A l'évidence, ce 1er mai 2023 marque un tournant dans la crise sociale ouverte depuis janvier et l'annonce de la réforme des retraites par Elisabeth Borne. Une brèche semble s'ouvrir à entendre Laurent Berger qui a estimé que la période de décence est en train de finir, mais reste comme l'ensemble de l'intersyndicale fermement opposé au relèvement de l'âge de départ à 64 ans. Le devenir de l'intersyndicale, voilà le grand sujet du moment : son sort sera scellé ce mardi 2 mai pour déterminer la suite. Il y a visiblement un début de division entre la CGT et la CFDT, même si les mots ne le disent pas. Ce 1er mai étant considéré comme la treizième journée de mobilisation, il devrait y en avoir une quatorzième, le 8 juin, le jour de l'examen à l'Assemblée nationale de la proposition de loi du groupe LIOT rétablissant le départ à 62 ans. Autre date à surveiller, ce mercredi 3 juin, la décision du Conseil constitutionnel sur le référendum d'initiative partagé, deuxième mouture. S'il est confirmé, ce RIP maintiendra la pression jusqu'au Jeux Olympiques avec une mobilisation pour recueillir un minimum de 4,7 millions de signature. Mais en réalité, il y a très peu de chances, même dans ce cas, qu'un texte soit voté pour revenir en arrière sur la réforme Macron.

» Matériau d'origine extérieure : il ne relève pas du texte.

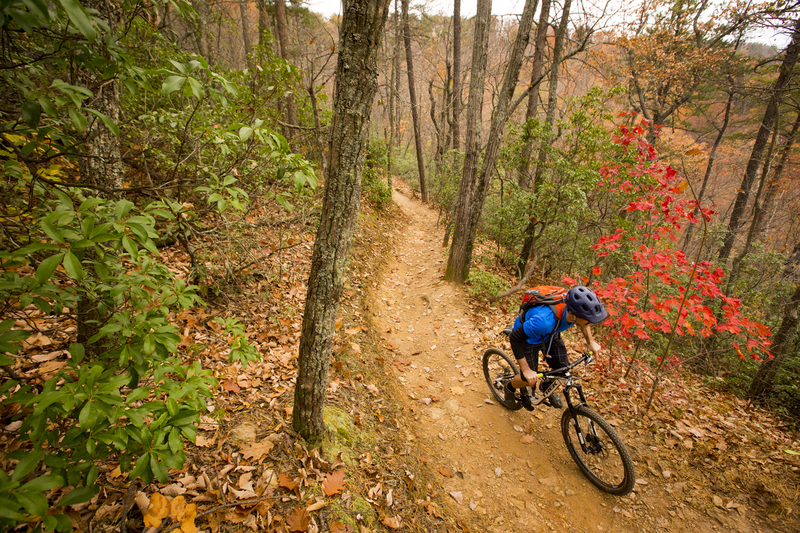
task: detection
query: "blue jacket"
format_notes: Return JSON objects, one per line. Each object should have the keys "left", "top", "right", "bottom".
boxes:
{"left": 513, "top": 306, "right": 573, "bottom": 345}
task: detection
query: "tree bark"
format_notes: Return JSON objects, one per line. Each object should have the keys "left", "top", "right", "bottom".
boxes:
{"left": 451, "top": 0, "right": 462, "bottom": 152}
{"left": 517, "top": 0, "right": 548, "bottom": 190}
{"left": 402, "top": 0, "right": 427, "bottom": 202}
{"left": 719, "top": 17, "right": 800, "bottom": 263}
{"left": 517, "top": 0, "right": 571, "bottom": 275}
{"left": 446, "top": 0, "right": 537, "bottom": 283}
{"left": 443, "top": 0, "right": 491, "bottom": 282}
{"left": 274, "top": 0, "right": 298, "bottom": 138}
{"left": 257, "top": 0, "right": 269, "bottom": 46}
{"left": 531, "top": 0, "right": 571, "bottom": 192}
{"left": 756, "top": 109, "right": 800, "bottom": 240}
{"left": 238, "top": 0, "right": 253, "bottom": 68}
{"left": 293, "top": 0, "right": 389, "bottom": 442}
{"left": 387, "top": 0, "right": 398, "bottom": 186}
{"left": 747, "top": 280, "right": 800, "bottom": 401}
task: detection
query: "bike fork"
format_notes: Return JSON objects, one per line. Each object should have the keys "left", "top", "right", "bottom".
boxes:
{"left": 564, "top": 384, "right": 599, "bottom": 454}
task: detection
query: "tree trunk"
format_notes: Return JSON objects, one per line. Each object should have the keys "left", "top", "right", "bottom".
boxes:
{"left": 238, "top": 0, "right": 253, "bottom": 68}
{"left": 747, "top": 280, "right": 800, "bottom": 401}
{"left": 756, "top": 110, "right": 800, "bottom": 240}
{"left": 517, "top": 0, "right": 571, "bottom": 275}
{"left": 293, "top": 0, "right": 389, "bottom": 442}
{"left": 683, "top": 82, "right": 736, "bottom": 252}
{"left": 517, "top": 0, "right": 549, "bottom": 190}
{"left": 446, "top": 0, "right": 537, "bottom": 283}
{"left": 387, "top": 0, "right": 398, "bottom": 186}
{"left": 257, "top": 0, "right": 269, "bottom": 46}
{"left": 727, "top": 111, "right": 782, "bottom": 292}
{"left": 402, "top": 0, "right": 427, "bottom": 202}
{"left": 719, "top": 17, "right": 800, "bottom": 263}
{"left": 531, "top": 0, "right": 571, "bottom": 192}
{"left": 274, "top": 0, "right": 298, "bottom": 138}
{"left": 443, "top": 0, "right": 491, "bottom": 282}
{"left": 190, "top": 0, "right": 211, "bottom": 60}
{"left": 392, "top": 0, "right": 402, "bottom": 151}
{"left": 451, "top": 0, "right": 462, "bottom": 152}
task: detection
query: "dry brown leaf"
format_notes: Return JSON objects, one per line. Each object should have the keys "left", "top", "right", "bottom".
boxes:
{"left": 241, "top": 439, "right": 274, "bottom": 462}
{"left": 330, "top": 521, "right": 354, "bottom": 533}
{"left": 223, "top": 378, "right": 241, "bottom": 393}
{"left": 279, "top": 473, "right": 301, "bottom": 494}
{"left": 196, "top": 434, "right": 215, "bottom": 447}
{"left": 437, "top": 467, "right": 453, "bottom": 478}
{"left": 143, "top": 493, "right": 170, "bottom": 527}
{"left": 286, "top": 505, "right": 311, "bottom": 532}
{"left": 322, "top": 469, "right": 346, "bottom": 496}
{"left": 382, "top": 515, "right": 402, "bottom": 529}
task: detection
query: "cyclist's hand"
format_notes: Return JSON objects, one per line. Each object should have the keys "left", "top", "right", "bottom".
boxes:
{"left": 589, "top": 340, "right": 601, "bottom": 355}
{"left": 522, "top": 369, "right": 538, "bottom": 387}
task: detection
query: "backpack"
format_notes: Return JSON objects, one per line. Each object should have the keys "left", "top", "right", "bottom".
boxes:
{"left": 519, "top": 286, "right": 567, "bottom": 352}
{"left": 519, "top": 286, "right": 568, "bottom": 319}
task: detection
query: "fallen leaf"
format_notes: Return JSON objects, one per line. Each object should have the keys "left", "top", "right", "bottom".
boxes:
{"left": 223, "top": 378, "right": 240, "bottom": 393}
{"left": 449, "top": 491, "right": 463, "bottom": 505}
{"left": 437, "top": 467, "right": 453, "bottom": 478}
{"left": 322, "top": 469, "right": 346, "bottom": 496}
{"left": 330, "top": 522, "right": 354, "bottom": 533}
{"left": 241, "top": 439, "right": 274, "bottom": 462}
{"left": 144, "top": 493, "right": 170, "bottom": 527}
{"left": 382, "top": 516, "right": 402, "bottom": 529}
{"left": 286, "top": 505, "right": 311, "bottom": 532}
{"left": 520, "top": 435, "right": 534, "bottom": 444}
{"left": 279, "top": 473, "right": 301, "bottom": 494}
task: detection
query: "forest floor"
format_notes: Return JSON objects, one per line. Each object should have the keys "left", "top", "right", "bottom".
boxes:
{"left": 368, "top": 182, "right": 800, "bottom": 533}
{"left": 31, "top": 180, "right": 800, "bottom": 533}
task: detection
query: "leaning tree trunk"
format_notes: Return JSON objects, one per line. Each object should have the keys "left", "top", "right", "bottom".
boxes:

Après quatre mois de crise, le pays est en train de comprendre que le président de la République ne retirera jamais sa réforme des retraites. Le chef de l'Etat et son gouvernement ont repris les déplacements, au son des casseroles, et tentent de passer à autre chose pour relancer les réformes. La décision vendredi de l'agence de notation Fitch de dégrader la notation de la dette de la France de AA à AA- est un avertissement à prendre au sérieux et à double tranchant. D'un côté, il met l'accent sur la moindre qualité de la signature de la France dont la dette dépasse les 3000 milliards d'euros soit 111% du PIB, situation aggravée par la hausse des taux d'intérêt à plus de 3% à dix ans. De l'autre, il souligne, pour la première fois, le danger que fait peser sur la signature française auprès des investisseurs étrangers l'extrême tension sociale et politique que le pays traverse depuis le début de l'année. Les images de rues en feu et les concerts de casseroles donnent l'image d'un pays enlisé dans une impasse politique ce qui n'est pas de nature à rassurer nos prêteurs. C'est donc un coup de semonce qui doit inciter à une sortie de crise et passer à autre chose.

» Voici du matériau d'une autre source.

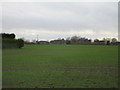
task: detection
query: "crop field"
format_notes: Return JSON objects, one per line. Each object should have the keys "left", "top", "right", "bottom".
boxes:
{"left": 2, "top": 45, "right": 118, "bottom": 88}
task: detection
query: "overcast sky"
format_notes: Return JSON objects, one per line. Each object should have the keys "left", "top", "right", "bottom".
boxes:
{"left": 1, "top": 2, "right": 118, "bottom": 41}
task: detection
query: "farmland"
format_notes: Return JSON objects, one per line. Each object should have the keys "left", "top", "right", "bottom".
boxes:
{"left": 2, "top": 45, "right": 118, "bottom": 88}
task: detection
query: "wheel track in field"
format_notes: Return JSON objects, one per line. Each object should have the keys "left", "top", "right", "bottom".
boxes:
{"left": 3, "top": 66, "right": 118, "bottom": 73}
{"left": 3, "top": 70, "right": 118, "bottom": 74}
{"left": 3, "top": 65, "right": 118, "bottom": 69}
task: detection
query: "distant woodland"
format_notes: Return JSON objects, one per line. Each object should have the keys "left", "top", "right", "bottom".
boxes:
{"left": 25, "top": 35, "right": 120, "bottom": 46}
{"left": 1, "top": 33, "right": 120, "bottom": 49}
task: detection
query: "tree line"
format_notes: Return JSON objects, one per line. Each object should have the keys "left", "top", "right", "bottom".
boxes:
{"left": 25, "top": 36, "right": 120, "bottom": 45}
{"left": 1, "top": 33, "right": 24, "bottom": 48}
{"left": 1, "top": 33, "right": 119, "bottom": 48}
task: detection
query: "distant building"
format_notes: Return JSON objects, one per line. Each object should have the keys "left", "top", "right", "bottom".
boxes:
{"left": 70, "top": 38, "right": 92, "bottom": 45}
{"left": 93, "top": 40, "right": 105, "bottom": 45}
{"left": 37, "top": 41, "right": 50, "bottom": 44}
{"left": 111, "top": 41, "right": 120, "bottom": 45}
{"left": 50, "top": 39, "right": 66, "bottom": 44}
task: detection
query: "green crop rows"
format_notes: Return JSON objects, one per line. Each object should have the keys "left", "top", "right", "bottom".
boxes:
{"left": 2, "top": 45, "right": 118, "bottom": 88}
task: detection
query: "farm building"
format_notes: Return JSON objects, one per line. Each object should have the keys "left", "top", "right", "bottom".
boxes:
{"left": 37, "top": 41, "right": 50, "bottom": 44}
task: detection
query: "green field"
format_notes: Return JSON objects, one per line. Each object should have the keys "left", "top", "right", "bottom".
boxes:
{"left": 2, "top": 45, "right": 118, "bottom": 88}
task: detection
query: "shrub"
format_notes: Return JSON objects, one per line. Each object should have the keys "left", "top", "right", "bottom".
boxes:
{"left": 2, "top": 38, "right": 24, "bottom": 49}
{"left": 17, "top": 39, "right": 24, "bottom": 48}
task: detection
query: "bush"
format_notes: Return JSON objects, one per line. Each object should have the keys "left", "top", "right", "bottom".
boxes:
{"left": 17, "top": 39, "right": 24, "bottom": 48}
{"left": 2, "top": 38, "right": 24, "bottom": 49}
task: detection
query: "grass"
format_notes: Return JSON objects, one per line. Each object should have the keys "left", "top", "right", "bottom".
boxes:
{"left": 2, "top": 45, "right": 118, "bottom": 88}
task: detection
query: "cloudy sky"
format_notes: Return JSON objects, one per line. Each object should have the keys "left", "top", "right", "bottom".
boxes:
{"left": 1, "top": 2, "right": 118, "bottom": 41}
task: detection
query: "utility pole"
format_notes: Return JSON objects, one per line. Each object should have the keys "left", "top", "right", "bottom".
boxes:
{"left": 36, "top": 35, "right": 38, "bottom": 44}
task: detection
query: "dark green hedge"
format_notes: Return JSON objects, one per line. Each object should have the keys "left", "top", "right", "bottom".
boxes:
{"left": 2, "top": 39, "right": 24, "bottom": 49}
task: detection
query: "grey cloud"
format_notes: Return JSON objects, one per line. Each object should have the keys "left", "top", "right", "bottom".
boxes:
{"left": 2, "top": 2, "right": 118, "bottom": 40}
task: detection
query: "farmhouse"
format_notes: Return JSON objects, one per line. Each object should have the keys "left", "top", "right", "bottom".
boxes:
{"left": 37, "top": 41, "right": 50, "bottom": 44}
{"left": 92, "top": 40, "right": 105, "bottom": 45}
{"left": 50, "top": 39, "right": 66, "bottom": 44}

Plus facile à dire qu'à faire : « si la réforme n'est pas retirée, la confiance ne reviendra pas », répétait hier Sophie Binet, la nouvelle leader de la CGT. Mais on sent bien que des marges de manœuvre existent. « On veut parler augmentation de salaires et conditions de travail », ajoute Sophie Binet. Un parfum de Grenelle souffle sur la France, avec une inflexion de la mobilisation vers d'autres sujets, comme le pouvoir d'achat pour compenser l'inflation. La future loi Travail pourrait être le prochain point de fixation des syndicats pour obtenir le maximum de compensation pour les salariés, qu'il s'agisse de l'employabilité des seniors ou des sujets nouveaux comme le compte épargne temps universel, la semaine de quatre jours et le partage de la valeur.